Given that the 10-digit number is the first numeric part in every line of the file (let us call it numbers.txt
) before any other numbers, you could use the following:
@echo off
setlocal EnableExtensions EnableDelayedExpansion
rem // Define constants here:
set "_FILE=.\numbers.txt"
set /A "_DIG=10"
rem // The first delimiter is TAB, the last one is SPACE:
for /F "usebackq tokens=1 delims= ^!#$%%&'()*+,-./:;<=>?@ABCDEFGHIJKLMNOPQRSTUVWXYZ[\]^^_`abcdefghijklmnopqrstuvwxyz{|}~ " %%L in ("!_FILE!") do (
set "NUM=%%L#"
if "!NUM:~%_DIG%!"=="#" echo(%%L
)
endlocal
exit /B
This makes use of for /F
and its delims
option string, which includes most ASCII characters except numerals. You may extend the delims
option string to hold also extended characters (those with a code greater than 0x7F
); make sure the SPACE is the last character specified.

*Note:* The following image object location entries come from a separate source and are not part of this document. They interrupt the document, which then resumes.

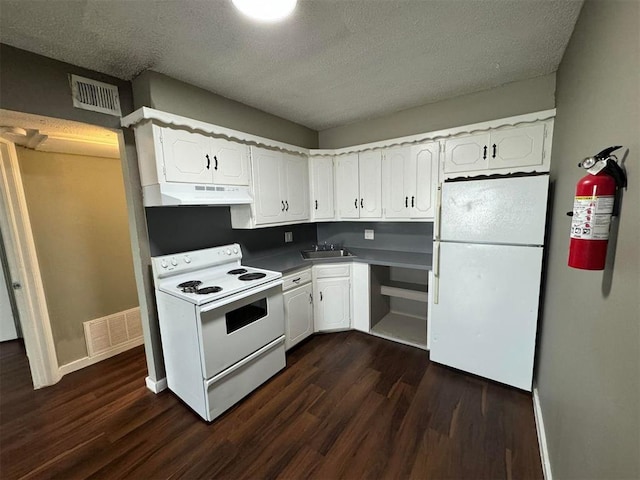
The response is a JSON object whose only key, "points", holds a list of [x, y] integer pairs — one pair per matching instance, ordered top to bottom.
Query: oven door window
{"points": [[245, 315]]}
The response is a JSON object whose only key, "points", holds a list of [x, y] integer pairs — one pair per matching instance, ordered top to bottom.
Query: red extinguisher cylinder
{"points": [[592, 210]]}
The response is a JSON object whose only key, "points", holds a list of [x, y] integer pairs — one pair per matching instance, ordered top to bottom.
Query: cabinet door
{"points": [[517, 147], [467, 154], [187, 156], [230, 162], [424, 171], [398, 172], [370, 179], [268, 186], [296, 187], [322, 188], [347, 190], [332, 306], [298, 314]]}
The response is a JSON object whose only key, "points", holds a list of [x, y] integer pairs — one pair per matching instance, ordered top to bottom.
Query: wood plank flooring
{"points": [[348, 405]]}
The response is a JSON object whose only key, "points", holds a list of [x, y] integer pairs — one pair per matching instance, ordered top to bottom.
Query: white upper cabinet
{"points": [[517, 147], [506, 150], [467, 154], [187, 157], [194, 158], [230, 162], [427, 164], [321, 170], [397, 173], [370, 180], [410, 181], [359, 185], [268, 186], [296, 187], [280, 189], [347, 189]]}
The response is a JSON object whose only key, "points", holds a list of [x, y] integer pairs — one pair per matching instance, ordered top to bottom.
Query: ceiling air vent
{"points": [[95, 96]]}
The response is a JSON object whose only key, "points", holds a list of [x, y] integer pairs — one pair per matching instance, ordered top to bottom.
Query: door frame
{"points": [[24, 268]]}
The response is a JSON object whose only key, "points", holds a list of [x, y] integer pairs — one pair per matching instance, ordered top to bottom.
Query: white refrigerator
{"points": [[488, 247]]}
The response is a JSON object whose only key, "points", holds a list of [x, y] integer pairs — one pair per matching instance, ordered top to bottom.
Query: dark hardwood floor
{"points": [[348, 405]]}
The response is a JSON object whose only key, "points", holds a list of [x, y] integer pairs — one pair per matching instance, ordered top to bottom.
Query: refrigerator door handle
{"points": [[436, 229], [436, 272]]}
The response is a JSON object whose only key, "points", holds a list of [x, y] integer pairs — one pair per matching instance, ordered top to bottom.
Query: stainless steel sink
{"points": [[315, 254]]}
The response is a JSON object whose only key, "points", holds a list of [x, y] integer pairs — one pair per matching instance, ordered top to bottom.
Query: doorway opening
{"points": [[66, 236]]}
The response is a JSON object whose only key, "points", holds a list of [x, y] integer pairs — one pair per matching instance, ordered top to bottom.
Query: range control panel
{"points": [[195, 260]]}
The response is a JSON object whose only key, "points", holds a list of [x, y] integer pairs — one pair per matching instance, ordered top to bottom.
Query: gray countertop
{"points": [[289, 259]]}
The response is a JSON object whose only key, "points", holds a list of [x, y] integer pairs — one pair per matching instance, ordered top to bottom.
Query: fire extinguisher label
{"points": [[592, 217]]}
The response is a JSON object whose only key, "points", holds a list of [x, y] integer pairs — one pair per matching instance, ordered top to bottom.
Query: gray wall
{"points": [[39, 85], [164, 93], [507, 100], [79, 221], [180, 229], [401, 236], [589, 358]]}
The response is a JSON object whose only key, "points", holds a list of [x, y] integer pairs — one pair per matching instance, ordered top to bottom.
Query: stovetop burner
{"points": [[237, 271], [252, 276], [191, 286], [207, 290]]}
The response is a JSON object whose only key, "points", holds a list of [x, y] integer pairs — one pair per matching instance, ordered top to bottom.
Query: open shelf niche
{"points": [[399, 304]]}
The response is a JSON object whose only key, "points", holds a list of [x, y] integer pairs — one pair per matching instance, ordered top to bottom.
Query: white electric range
{"points": [[222, 326]]}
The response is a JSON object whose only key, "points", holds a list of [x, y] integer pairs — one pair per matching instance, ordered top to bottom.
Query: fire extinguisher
{"points": [[597, 199]]}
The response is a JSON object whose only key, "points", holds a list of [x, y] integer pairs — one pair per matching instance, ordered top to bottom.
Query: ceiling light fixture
{"points": [[266, 10]]}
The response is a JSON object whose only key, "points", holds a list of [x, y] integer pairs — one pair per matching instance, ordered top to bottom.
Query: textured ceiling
{"points": [[331, 63]]}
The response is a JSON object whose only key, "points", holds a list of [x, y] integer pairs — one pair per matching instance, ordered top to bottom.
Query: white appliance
{"points": [[172, 194], [487, 270], [222, 326]]}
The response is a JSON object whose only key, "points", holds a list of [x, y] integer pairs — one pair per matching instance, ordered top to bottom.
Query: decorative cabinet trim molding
{"points": [[146, 114]]}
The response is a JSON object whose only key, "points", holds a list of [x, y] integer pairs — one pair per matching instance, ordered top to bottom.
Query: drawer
{"points": [[329, 271], [295, 279]]}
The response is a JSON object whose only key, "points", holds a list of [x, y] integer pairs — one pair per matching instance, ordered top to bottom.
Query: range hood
{"points": [[172, 194]]}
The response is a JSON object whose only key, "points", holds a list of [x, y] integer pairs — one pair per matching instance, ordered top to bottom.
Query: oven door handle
{"points": [[207, 307], [244, 361]]}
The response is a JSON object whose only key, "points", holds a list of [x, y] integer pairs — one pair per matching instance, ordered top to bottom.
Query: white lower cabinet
{"points": [[332, 297], [298, 307]]}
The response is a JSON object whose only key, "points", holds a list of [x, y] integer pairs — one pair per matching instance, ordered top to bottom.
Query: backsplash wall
{"points": [[181, 229], [402, 236]]}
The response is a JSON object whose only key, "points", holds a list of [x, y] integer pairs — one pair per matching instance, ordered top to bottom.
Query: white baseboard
{"points": [[86, 361], [156, 386], [542, 436]]}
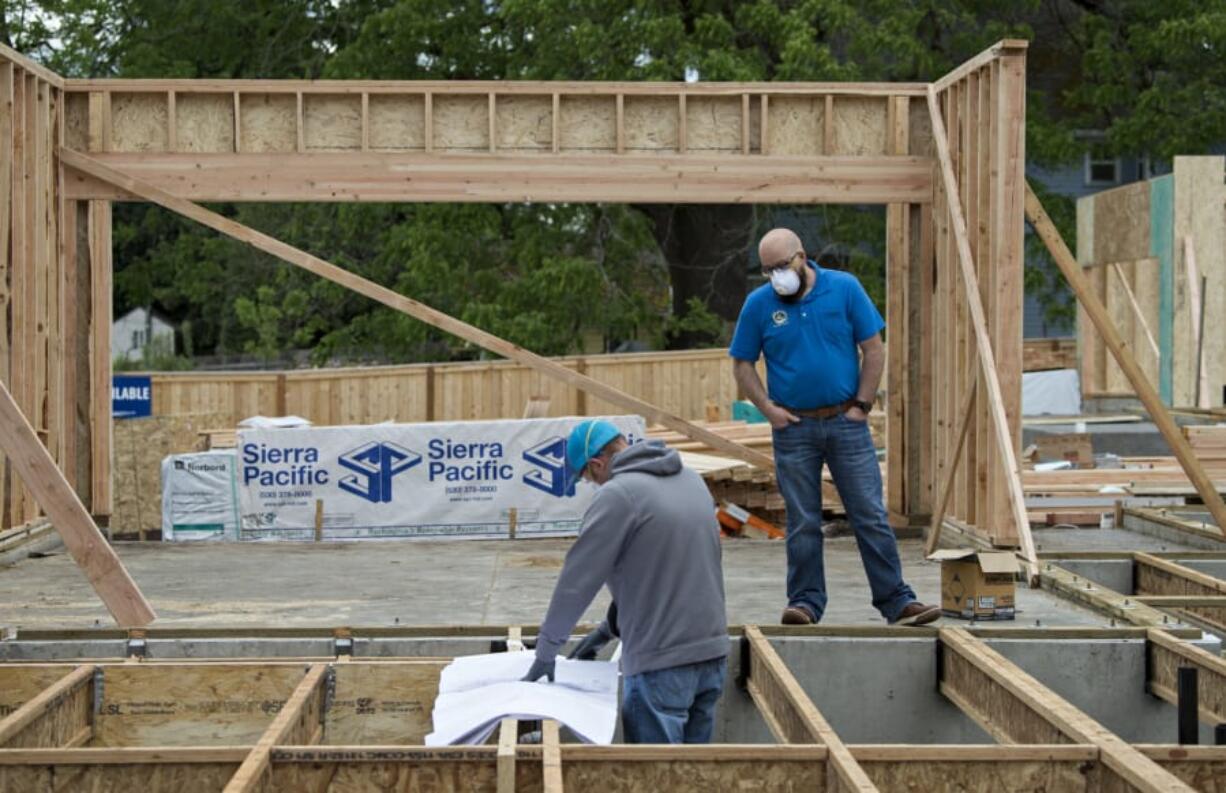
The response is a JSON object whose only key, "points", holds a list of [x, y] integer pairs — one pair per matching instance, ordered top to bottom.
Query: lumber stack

This approach can extract the 10-digit number from a line like this:
garbage text>0123456789_more text0123-end
But it fails if a line looks like this, so when the first number is not the 10-digit one:
garbage text: 0123 tel. 0123456789; end
Here is a comprehensive solution based on the above approach. The character list for the delims
option of for /F
is created automatically here. This may take even a few seconds, but this is done once only at the very beginning, so for large files you will probably not recognise this overhead:
@echo off
setlocal EnableExtensions DisableDelayedExpansion
rem // Define constants here:
set "_FILE=.\numbers.txt"
set /A "_DIG=10"
rem // Define global variables here:
set "$CHARS="
rem // Capture current code page and set Windows default one:
for /F "tokens=2 delims=:" %%P in ('chcp') do set /A "CP=%%P"
> nul chcp 437
rem /* Generate list of escaped characters other than numerals (escaped means every character
rem is preceded by `^`); there are some characters excluded:
rem - NUL (this cannot be stored in an environment variable and should not occur anyway),
rem - CR + LF, (they build up line-breaks, so they cannot occur within a line obviously),
rem - SPACE, (because this must be placed as the last character of the `delims`option),
rem - `"`, (because this impairs the quotation within the following code portion),
rem - `!` + `^` (they may lead to unexpected results when delayed expansion is enabled): */
setlocal EnableDelayedExpansion
for /L %%I in (0x01,1,0xFF) do (
rem // Exclude codes of aforementioned characters:
if %%I GEQ 0x30 if %%I LSS 0x3A (set "SKIP=#") else (set "SKIP=")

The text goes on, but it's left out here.